Standards drive production-line design; 8-17-98

August 17, 1998 Design News

INDUSTRIAL CONTROL/COVER STORY

Standards drive production-line design

Fieldbus and PC technology Deliver agile manufacturing

John Lewis, Northeast Technical Editor

As manufacturers travel down the road toward mass customization, they are using more open control architectures and fieldbus technology to improve agility. A recent example is Eaton Corp.'s Fluid Power Div. in Fletcher, NC. When Eaton-Fletcher engineers John Penton and Dan Young got the nod to design and build a new fan drive production cell from the ground up, they started looking into open control, fieldbus, and motion-control technologies that could increase output and quality, cut changeover time, and meet future needs.

The Fletcher plant met these goals in their new "Cell 7'' using two D720 Series Open Automation Computers from Eaton Corp.'s Cutler-Hammer Automation Div. An Interbus-S device-level network connects some 300 I/O points, while MEI Inc. (Santa Barbara, CA) supplies the integrated motion control.
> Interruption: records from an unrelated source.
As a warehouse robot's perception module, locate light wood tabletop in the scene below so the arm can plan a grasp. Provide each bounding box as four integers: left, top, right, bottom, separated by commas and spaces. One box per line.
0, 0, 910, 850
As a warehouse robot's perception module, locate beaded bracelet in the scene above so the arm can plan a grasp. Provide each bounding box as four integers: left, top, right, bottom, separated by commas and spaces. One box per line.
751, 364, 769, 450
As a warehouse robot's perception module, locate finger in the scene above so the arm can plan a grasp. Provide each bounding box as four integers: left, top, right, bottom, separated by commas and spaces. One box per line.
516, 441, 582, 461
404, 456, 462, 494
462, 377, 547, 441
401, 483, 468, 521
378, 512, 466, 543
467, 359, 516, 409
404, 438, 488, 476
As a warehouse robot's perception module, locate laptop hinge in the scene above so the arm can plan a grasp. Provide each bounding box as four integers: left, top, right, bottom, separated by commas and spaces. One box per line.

Cutler-Hammer's NetSolver and Netpoint software tie it all together in one easy-to-use platform.

Cell 7 machines and assembles four different series of medium-duty viscous-fan drives used in automotive cooling systems. Startup began just after the first of the year, according to Young, and currently the cell operates two to three shifts per day, seven days a week. Two lines actually make up the cell. One line produces bodies, the other makes covers. Together, they put out between 2,000 and 2,500 complete fan drive units per shift, depending on the number of changeovers.

Penton believes that for larger systems with more than 200 I/O points distributed across several different machines in an assembly line, PC and fieldbus technology is definitely the way to go. "Reducing 17 miles of wire to less than 1,000 ft with the device network allows easier line modifications and speeds up troubleshooting," says Young. "There is so much less wiring. It is much easier to track down problems. You have fewer connection points; therefore you have fewer failure points. So it really decreases installation time, and decreases downtime."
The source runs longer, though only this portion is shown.